Dawn Probe Enters Asteroid Vespa’s Orbit

Nasa’s probe Dawn, having traveled through space for four years has finally reached the first of its two planned destinations.

Vespa, a large, peculiar shaped asteroid in the rocky belt between Mars and Jupiter is being investigated by Nasa in hopes to gain a greater understanding of our Solar System’s earliest stages.  The mission also serves as a necessary first step to the realization of one day visiting an Asteroid–a goal set by the U.S. President to be achieved by no later than 2025.

Vespa is an odd looking fellow–shaped like a football after what is believed to have been a nasty collision knocking off its south polar region.

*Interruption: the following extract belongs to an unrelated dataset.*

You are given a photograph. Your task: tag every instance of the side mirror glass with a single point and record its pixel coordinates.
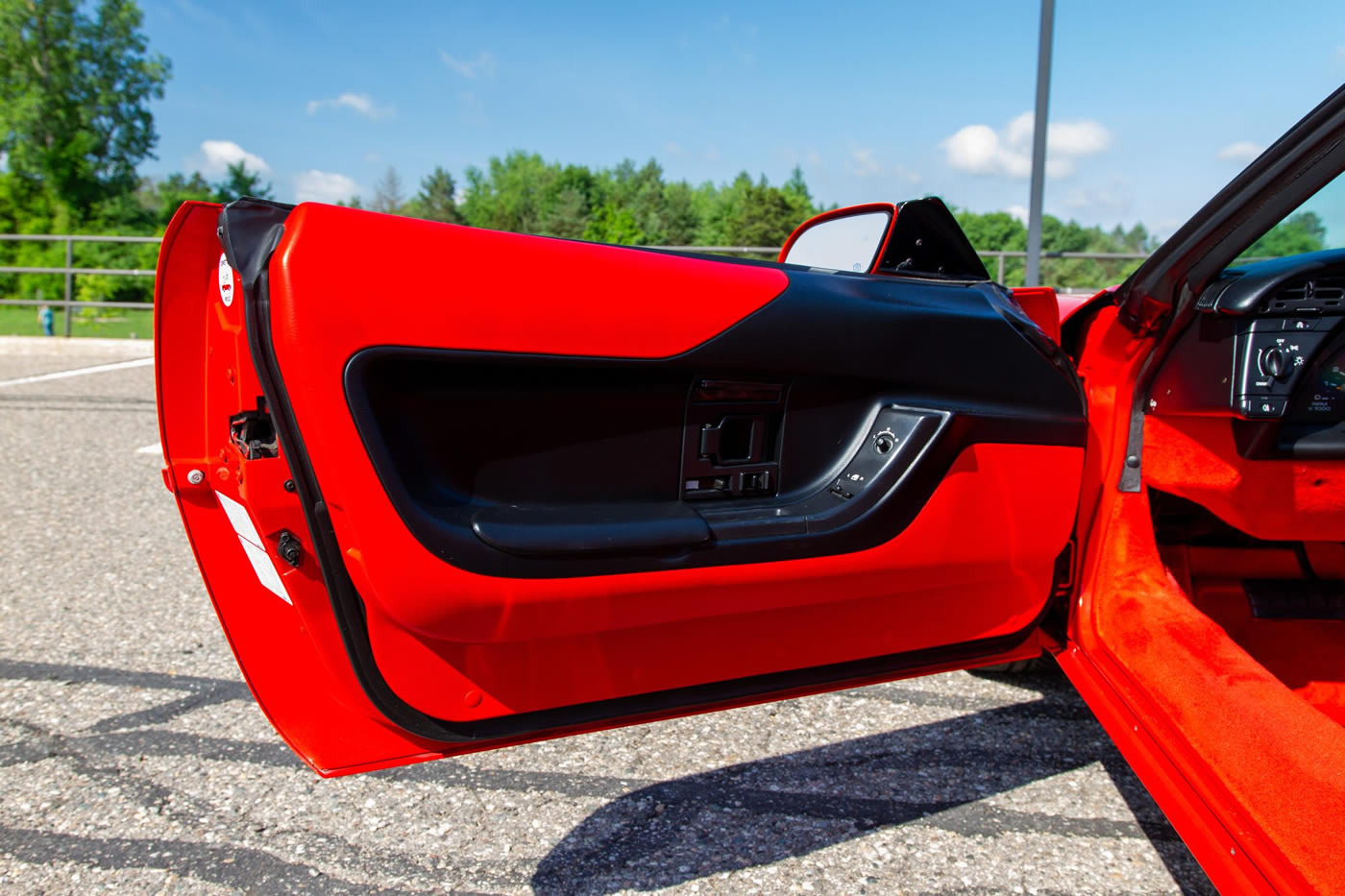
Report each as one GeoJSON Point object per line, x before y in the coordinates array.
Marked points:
{"type": "Point", "coordinates": [840, 241]}
{"type": "Point", "coordinates": [915, 238]}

Though abnormal in its form, it stands large enough to have its own gravitational pull.  The exact strength of its gravity is unknown,  however Dawn should help clean that uncertainty up very soon.  In fact, Dawn will need that gravitational information to help the probe traverse to its second destination–the “dwarf planet” Ceres.

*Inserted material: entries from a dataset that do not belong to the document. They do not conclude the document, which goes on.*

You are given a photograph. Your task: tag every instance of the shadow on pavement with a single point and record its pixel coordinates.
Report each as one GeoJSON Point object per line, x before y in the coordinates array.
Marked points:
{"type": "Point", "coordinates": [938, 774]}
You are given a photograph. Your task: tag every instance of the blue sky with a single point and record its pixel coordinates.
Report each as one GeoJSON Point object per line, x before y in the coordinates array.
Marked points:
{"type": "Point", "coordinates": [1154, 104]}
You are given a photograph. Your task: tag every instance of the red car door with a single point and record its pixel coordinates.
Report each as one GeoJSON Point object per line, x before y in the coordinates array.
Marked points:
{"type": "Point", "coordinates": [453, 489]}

The accomplishment of orbiting an Asteroid is truly a remarkable feat–the first time in the history of the space program as a matter of fact.

The probe will be approaching the Asteroid at closer and closer distances throughout its mission–eventually reaching its plateau of hopefully 200km from the surface.

The benefits of Dawn’s mission are astronomical.  The two inter-planetary bodies are unique insofar as they represent fossilized embryos of our early Solar System.  Their make-up, postulated to consist of water and potassium, could provide geological evidence for the world’s scientists to build upon.  The conclusions of the mission could also help solidify varying astronomers’ beliefs of the early stages in earth’s development, as well as expand the knowledge of planet formation in general.